Behind every great ecommerce website is a database, and in the early 2000s Amazon.com’s database was not keeping up with the company’s business.
Part of the problem was that Amazon didn’t have just one database – it relied on a series of them, each with its own responsibility. As the company headed toward becoming a $10 billion business, the number and size of its SQL databases exploded and managing them became more challenging. By the 2004 holiday shopping rush, outages became more common, caused in large part by overloaded SQL databases.
Something needed to change.
But instead of looking for a solution outside the company, Amazon developed its own database management system. It was a whole new kind of database, one that threw out the rules of traditional SQL varieties and was able to scale up and up and up. In 2007 Amazon shared its findings with the world: CTO Werner Vogels and his team released a paper titled “Dynamo – Amazon’s highly available key value store.” Some credit it with being the moment that the NoSQL database market was born.

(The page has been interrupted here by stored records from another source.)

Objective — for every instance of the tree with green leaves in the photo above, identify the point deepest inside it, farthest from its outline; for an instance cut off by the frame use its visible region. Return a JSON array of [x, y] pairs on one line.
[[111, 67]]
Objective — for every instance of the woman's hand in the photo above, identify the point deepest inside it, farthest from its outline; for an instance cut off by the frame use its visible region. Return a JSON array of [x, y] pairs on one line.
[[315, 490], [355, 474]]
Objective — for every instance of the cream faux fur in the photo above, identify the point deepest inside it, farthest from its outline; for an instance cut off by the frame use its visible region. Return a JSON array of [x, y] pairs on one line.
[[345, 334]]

+ MORE AT NETWORK WORLD: NoSQL takes the database market by storm +
The problem with SQL
The relational databases that have been around for decades and most commonly use the SQL programming language are ideal for organizing data in neat tables and running queries against them. Their success is undisputed: Gartner estimates the SQL database market to be $30 billion.
But in the early to mid-2000s, companies like Amazon, Yahoo and Google had data demands that SQL databases just didn’t address well. (To throw a bit of computer science at you, the CAP theorem states that it’s impossible for a distributed system, such as a big database, to have consistency, availability and fault tolerance. SQL databases prioritize consistency over speed and flexibility, which makes them great for managing core enterprise data such as financial transactions, but not other types of jobs as well.)

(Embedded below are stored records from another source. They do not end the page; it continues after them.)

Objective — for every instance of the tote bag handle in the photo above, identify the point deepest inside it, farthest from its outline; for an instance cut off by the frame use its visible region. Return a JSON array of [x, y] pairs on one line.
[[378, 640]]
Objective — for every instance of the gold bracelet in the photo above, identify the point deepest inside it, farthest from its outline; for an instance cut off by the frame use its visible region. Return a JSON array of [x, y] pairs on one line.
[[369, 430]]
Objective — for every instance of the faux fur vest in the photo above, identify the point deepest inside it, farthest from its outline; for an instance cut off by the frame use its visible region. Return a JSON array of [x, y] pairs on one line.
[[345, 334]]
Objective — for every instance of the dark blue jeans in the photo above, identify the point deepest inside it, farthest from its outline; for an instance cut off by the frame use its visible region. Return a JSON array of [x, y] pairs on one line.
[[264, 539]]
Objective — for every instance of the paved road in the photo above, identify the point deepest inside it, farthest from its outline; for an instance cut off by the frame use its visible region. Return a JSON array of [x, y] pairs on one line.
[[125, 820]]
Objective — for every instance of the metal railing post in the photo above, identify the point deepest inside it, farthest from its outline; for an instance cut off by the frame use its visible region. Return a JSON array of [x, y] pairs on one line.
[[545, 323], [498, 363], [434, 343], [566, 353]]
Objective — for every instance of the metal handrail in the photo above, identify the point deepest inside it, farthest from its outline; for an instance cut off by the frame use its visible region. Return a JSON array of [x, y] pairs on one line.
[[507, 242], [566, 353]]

Take Amazon’s online shopping cart service, for example. Customers browse the ecommerce website and put something in their virtual shopping cart where it is saved and potentially purchased later. Amazon needs the data in the shopping cart to always be available to the customer; lost shopping cart data is a lost sale. But, it doesn't necessarily need every node of the database all around the world to have the most up-to-date shopping cart information for every customer. A SQL/relational system would spend enormous compute resources to make data consistent across the distributed system, instead of ensuring the information is always available and ready to be served to customers.

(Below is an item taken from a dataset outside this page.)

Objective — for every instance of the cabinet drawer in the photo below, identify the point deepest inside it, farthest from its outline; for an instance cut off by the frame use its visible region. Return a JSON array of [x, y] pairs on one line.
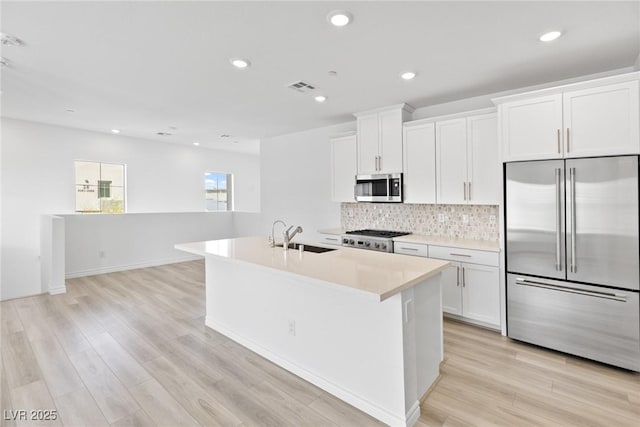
[[464, 255], [331, 239], [415, 249]]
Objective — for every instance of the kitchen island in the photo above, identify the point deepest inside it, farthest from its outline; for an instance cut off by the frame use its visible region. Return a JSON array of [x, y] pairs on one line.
[[364, 326]]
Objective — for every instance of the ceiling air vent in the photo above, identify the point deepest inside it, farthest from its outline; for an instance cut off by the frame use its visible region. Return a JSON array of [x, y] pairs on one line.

One of the fundamental tenets of Amazon’s Dynamo, and NoSQL databases in general, is that they sacrifice data consistency for availability. Amazon’s priority is to maintain shopping cart data and to have it served to customers very quickly. Plus, the system has to be able to scale to serve Amazon’s fast-growing demand. Dynamo solves all of these problems: It backs up data across nodes, and can handle tremendous load while maintaining fast and dependable performance.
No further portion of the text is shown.